著者:諸田 玲子
単行本でのタイトルは『あくじゃれ瓢六』。
文庫本では『あくじゃれ-瓢六捕物帖』に少しばかりタイトルが変わりました。
本作はシリーズ化しており、2012年4月2日現在、以下の続編が出版されています。
『こんちき - あくじゃれ瓢六捕物帖』
『べっぴん - あくじゃれ瓢六捕物帖』
また、今日現在、オール読物で続編が連載中でもあります。
娯楽作品としての時代小説に大切なのは、魅力的な登場人物。
その点、このシリーズに登場するメンバーは、誰もが個性的で魅力的。
眉目秀麗かつ博覧強記な色男の主人公の瓢六。
瓢六の情女で、ちゃきちゃきの江戸っ子芸者のお袖。
いつの間にか瓢六の親友となった町方同心の弥左衛門、等など。
個性的で魅力的な登場人物たちが繰り広げるストーリーは、少しばかり奇想天外。
博打の咎で入牢した瓢六が、北町奉行所与力・菅野の手駒となり、牢屋敷と娑婆を行ったり来たり。
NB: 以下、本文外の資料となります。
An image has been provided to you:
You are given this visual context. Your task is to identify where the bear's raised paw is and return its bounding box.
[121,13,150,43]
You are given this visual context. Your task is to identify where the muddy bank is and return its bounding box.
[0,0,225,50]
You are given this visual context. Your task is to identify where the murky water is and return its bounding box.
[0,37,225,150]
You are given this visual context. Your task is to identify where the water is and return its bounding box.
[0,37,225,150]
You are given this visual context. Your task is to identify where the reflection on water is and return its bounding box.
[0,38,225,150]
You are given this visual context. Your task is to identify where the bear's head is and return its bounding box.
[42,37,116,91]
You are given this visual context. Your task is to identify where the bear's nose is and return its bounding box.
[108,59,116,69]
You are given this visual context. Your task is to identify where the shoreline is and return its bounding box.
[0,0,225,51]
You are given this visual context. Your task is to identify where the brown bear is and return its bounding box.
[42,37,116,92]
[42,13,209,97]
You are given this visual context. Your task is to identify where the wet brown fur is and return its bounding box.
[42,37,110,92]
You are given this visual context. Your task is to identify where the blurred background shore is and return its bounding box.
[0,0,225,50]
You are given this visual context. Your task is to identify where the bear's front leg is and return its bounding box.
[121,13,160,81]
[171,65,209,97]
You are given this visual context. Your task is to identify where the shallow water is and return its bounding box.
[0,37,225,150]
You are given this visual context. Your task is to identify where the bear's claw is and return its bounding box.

ありえない設定であるからこそ、見えてくる人間の姿があります。
本書が単なる奇想天外な娯楽小説に終わらず、「時代小説」となっているのは、牢屋敷(筆者は「地獄」と表現)に暮らす人々の姿を通して、筆者の真の人間の姿を描こうとする姿勢が伝わるからに感じます。
魅力的な登場人物に、ユーモア溢れる筆致。
軽く見えながらも、どこかにしっかりとした重みの感じられる、一風変わった時代小説。
諸田玲子氏の個性溢れるシリーズものです。
時代小説に馴染みのない方でも、素直に楽しむことができる作品だと思います。